When bitmapped graphics and the example of the Macintosh arrived in 1984 a few years after TCP/IP, they posed a rather more difficult challenge. The original GUIs from Xerox PARC and Apple were beautiful, but wired together far too many levels of the system for Unix programmers to feel comfortable with their design. The prompt response of Unix programmers was to make separation of policy from mechanism an explicit principle; the X windowing system established it by 1988. By splitting X widget sets away from the display manager that was doing low-level graphics, they created an architecture that was modular and clean in Unix terms, and one that could easily evolve better policy over time.
But that was the easy part of the problem. The hard part was deciding whether Unix ought to have a unified interface policy at all, and if so what it ought to be. Several different attempts to establish one through proprietary toolkits (like Motif) failed. Today, in 2003, GTK and Qt contend with each other for the role. While the debate on this question is not over in 2003, the persistence of different UI styles that we noted in Chapter 11 seems telling. New-school Unix design has kept the command line, and dealt with the tension between GUI and CLI approaches by writing lots of CLI-engine/GUI-interface pairs that can be used in both styles.
The personal computer posed few major design challenges as a technology in itself. The 386 and later chips were powerful enough to give the systems designed around them cost ratios similar to those of the minicomputers, workstations, and servers on which Unix matured. The true challenge was a change in the potential market for Unix; the much lower overall price of the hardware made personal computers attractive to a vastly broader, less technically sophisticated user population.
The proprietary-Unix vendors, accustomed to the fatter margins from selling more powerful systems to sophisticated buyers, were never interested in this wider market. The first serious initiatives toward the end-user desktop came out of the open-source community and were mounted for essentially ideological reasons. As of mid-2003, market surveys indicate that Linux has reached about 4%–5% share there, closely comparable to the Apple Macintosh's.

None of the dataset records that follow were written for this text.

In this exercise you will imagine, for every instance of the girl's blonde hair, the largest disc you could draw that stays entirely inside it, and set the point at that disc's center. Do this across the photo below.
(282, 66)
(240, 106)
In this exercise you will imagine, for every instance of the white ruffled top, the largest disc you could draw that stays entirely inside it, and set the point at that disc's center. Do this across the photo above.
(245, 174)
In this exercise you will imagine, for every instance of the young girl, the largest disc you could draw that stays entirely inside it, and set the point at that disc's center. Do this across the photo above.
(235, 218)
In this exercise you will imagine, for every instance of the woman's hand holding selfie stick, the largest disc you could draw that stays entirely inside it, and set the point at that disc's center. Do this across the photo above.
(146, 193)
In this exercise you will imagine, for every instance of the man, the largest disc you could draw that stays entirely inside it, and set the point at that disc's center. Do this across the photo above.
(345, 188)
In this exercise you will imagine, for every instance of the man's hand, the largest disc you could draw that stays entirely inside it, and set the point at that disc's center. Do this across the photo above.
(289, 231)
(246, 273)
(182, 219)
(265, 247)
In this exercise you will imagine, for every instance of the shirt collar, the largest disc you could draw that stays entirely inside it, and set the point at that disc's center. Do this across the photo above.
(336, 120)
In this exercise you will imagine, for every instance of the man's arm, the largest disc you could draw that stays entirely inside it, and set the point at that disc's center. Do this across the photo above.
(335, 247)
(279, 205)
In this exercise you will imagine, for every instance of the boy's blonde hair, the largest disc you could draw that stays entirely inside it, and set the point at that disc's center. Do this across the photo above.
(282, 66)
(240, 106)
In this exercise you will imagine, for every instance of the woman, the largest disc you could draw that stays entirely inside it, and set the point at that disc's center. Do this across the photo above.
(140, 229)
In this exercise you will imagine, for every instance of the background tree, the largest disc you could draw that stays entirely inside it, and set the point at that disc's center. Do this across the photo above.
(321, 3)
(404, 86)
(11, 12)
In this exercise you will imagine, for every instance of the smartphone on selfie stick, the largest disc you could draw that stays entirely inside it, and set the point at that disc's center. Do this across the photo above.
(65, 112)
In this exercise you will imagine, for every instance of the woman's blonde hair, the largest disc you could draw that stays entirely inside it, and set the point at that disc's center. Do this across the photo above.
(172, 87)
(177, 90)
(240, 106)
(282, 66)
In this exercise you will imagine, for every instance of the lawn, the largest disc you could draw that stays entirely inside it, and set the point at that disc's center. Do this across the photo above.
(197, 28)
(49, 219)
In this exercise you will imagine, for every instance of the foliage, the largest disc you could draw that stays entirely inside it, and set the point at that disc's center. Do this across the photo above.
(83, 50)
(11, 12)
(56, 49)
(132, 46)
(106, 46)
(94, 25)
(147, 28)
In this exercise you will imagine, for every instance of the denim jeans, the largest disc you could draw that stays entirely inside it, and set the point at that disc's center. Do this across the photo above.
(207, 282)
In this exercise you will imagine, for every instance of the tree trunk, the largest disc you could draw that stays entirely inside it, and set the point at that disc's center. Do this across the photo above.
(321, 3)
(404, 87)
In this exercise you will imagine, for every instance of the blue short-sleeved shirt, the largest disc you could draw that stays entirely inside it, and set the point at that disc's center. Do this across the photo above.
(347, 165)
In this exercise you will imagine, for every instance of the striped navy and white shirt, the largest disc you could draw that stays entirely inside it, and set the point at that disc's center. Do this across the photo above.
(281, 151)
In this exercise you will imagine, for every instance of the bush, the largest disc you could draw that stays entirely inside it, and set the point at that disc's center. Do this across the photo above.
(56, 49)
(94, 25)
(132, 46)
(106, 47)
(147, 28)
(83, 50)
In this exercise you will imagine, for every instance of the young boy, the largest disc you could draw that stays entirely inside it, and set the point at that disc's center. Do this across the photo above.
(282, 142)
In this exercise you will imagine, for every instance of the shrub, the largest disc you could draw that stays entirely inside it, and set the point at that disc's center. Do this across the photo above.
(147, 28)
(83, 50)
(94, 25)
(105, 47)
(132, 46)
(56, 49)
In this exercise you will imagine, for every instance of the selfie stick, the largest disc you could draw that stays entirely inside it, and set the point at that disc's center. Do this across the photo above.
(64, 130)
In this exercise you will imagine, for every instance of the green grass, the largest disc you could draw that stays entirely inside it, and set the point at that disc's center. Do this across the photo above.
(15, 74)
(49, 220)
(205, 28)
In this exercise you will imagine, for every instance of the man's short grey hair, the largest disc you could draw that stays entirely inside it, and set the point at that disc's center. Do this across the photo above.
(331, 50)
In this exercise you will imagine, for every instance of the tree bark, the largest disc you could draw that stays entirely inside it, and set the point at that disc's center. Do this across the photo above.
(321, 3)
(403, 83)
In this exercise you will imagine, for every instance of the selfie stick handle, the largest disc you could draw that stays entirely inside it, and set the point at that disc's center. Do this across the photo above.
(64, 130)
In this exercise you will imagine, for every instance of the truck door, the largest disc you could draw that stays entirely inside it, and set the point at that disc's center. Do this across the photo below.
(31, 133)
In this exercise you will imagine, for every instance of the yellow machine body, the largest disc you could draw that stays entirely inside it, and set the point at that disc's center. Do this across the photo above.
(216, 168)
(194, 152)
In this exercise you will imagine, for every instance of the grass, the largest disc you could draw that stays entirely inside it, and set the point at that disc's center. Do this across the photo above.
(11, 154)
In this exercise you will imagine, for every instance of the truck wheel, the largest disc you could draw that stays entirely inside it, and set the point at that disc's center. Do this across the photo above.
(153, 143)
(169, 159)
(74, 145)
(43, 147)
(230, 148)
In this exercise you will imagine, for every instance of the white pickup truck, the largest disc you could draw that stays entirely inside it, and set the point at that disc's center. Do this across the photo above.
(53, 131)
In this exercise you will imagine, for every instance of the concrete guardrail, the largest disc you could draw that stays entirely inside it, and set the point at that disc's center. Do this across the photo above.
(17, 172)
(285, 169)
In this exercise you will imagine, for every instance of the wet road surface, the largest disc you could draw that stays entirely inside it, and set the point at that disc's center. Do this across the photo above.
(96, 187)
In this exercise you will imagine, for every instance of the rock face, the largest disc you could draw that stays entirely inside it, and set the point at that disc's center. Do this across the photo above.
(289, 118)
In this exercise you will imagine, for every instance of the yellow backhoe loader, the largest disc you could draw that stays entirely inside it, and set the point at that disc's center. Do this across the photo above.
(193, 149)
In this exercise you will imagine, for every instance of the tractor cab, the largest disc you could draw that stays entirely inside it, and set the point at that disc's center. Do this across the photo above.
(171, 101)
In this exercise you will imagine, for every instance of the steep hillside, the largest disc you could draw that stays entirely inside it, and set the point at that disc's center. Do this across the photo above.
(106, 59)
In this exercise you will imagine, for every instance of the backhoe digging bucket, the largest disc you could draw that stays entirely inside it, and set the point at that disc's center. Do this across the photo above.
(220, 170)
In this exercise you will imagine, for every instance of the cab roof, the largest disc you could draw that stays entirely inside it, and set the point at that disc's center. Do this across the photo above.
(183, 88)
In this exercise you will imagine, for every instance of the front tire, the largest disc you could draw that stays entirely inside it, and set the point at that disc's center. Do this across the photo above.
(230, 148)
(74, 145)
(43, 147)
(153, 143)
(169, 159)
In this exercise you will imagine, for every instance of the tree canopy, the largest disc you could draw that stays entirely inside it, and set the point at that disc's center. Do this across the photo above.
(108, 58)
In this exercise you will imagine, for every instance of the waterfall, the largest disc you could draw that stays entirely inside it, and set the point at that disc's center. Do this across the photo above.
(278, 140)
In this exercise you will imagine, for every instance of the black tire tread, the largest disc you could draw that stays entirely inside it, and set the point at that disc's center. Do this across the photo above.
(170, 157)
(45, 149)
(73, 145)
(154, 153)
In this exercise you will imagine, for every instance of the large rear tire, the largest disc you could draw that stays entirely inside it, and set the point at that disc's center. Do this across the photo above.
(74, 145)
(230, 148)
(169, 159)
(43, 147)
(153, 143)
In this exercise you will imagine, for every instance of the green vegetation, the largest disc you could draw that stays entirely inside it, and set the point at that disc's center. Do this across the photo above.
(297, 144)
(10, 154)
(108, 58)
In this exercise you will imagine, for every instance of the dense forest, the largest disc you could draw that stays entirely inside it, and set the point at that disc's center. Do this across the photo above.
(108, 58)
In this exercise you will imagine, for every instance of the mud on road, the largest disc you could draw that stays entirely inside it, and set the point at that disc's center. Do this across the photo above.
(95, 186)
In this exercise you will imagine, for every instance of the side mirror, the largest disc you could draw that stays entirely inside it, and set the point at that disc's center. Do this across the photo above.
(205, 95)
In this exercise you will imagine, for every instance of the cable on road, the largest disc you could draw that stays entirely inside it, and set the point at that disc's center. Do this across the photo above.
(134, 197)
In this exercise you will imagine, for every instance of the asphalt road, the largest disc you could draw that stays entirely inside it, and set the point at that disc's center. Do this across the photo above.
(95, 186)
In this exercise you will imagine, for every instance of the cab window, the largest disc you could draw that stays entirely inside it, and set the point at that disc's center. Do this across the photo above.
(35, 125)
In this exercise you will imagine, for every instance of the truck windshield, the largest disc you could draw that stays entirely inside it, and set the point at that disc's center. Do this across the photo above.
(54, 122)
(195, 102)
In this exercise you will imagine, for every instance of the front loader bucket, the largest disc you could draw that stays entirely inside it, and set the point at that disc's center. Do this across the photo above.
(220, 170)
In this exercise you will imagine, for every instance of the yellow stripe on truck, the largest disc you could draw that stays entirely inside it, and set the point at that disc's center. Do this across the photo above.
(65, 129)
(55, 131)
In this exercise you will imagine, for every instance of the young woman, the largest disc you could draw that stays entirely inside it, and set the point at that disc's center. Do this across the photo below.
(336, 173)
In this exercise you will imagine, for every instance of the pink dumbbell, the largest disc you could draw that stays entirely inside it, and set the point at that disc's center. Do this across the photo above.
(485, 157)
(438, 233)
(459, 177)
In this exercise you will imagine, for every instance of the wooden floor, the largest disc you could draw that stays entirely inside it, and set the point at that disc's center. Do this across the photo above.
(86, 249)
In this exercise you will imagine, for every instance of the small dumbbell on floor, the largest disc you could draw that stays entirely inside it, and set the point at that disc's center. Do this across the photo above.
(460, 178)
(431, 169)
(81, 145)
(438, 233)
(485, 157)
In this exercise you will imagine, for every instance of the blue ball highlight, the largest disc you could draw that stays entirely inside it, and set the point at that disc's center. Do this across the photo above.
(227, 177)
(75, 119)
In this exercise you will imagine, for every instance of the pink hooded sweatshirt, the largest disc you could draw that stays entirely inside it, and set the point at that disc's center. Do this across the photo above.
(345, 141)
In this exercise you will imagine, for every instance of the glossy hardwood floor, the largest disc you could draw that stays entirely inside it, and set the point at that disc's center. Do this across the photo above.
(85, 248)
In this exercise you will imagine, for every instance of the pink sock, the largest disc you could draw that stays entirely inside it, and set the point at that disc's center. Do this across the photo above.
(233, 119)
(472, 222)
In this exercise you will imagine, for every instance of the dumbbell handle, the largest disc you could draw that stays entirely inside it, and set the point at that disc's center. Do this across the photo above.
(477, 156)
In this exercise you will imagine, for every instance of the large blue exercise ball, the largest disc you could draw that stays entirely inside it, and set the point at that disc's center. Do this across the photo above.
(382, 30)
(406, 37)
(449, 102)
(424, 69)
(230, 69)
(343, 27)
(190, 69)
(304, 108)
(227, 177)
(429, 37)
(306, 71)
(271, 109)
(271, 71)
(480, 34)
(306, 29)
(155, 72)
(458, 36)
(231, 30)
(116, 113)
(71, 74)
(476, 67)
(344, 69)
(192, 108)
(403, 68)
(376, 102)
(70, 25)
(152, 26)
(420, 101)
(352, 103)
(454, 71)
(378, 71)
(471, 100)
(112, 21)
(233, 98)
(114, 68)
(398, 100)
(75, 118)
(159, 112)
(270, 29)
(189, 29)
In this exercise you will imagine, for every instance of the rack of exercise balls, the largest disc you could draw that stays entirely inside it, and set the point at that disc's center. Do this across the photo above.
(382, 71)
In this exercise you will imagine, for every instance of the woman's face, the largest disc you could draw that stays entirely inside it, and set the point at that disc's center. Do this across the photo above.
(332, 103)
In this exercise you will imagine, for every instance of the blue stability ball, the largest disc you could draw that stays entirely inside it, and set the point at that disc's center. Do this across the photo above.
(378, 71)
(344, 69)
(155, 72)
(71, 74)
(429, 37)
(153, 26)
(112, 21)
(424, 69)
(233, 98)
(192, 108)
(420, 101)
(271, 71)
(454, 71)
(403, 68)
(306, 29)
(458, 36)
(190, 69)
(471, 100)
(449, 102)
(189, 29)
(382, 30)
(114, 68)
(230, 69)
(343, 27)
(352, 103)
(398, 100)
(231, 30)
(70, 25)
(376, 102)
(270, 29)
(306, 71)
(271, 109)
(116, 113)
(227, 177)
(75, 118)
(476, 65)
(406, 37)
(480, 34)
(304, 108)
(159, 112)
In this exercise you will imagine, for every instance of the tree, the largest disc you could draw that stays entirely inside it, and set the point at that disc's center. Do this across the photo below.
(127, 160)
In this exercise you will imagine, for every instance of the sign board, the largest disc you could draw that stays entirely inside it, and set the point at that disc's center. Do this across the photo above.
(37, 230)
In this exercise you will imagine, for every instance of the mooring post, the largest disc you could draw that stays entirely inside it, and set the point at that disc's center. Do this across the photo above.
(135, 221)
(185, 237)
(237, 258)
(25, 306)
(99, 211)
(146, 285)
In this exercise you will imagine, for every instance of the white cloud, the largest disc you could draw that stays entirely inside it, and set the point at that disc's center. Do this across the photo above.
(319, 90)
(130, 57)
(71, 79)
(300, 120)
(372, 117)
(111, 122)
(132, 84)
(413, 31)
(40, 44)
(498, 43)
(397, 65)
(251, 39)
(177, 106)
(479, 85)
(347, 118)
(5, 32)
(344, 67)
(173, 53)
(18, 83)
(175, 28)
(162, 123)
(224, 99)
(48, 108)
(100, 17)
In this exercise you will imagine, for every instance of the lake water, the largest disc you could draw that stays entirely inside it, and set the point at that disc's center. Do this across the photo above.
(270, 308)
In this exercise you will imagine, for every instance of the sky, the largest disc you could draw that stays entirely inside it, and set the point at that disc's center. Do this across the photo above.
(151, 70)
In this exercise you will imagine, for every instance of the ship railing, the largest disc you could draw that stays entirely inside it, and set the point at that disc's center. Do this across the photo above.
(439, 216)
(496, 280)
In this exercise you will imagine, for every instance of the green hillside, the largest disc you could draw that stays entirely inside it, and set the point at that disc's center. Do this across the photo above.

Whether or not Linux ever does substantially better than this, the nature of the Unix community's response is already clear. We examined it in the study of Linux in Chapter 3. It includes adopting a few technologies (such as XML) from elsewhere, and putting a lot of effort into naturalizing GUIs into the Unix world. But underneath the themed GUIs and the installation packaging, the main emphasis is still on modularity and clean code—on getting the infrastructure for serious, high-reliability computing and communications right.
The history of the large-scale desktop-focused developments like Mozilla and OpenOffice.org that were launched in the late 1990s illustrates this emphasis well. In both these cases, the most important theme in community feedback wasn't demand for new features or pressure to make a ship date—it was distaste for monster monoliths, and a general sense that these huge programs would have to be slimmed down, refactored, and carved into modules before they would be other than embarrassments.
Despite being accompanied by a great deal of innovation, the responses to all three technologies were conservative with regard to the fundamental Unix design rules—modularity, transparency, separation of policy from mechanism, and the other qualities we've tried to characterize earlier in this book. The learned response of Unix programmers, reinforced over thirty years, was to go back to first principles—to try to get more leverage out of Unix's basic abstractions of streams, namespaces, and processes in preference to layering on new ones.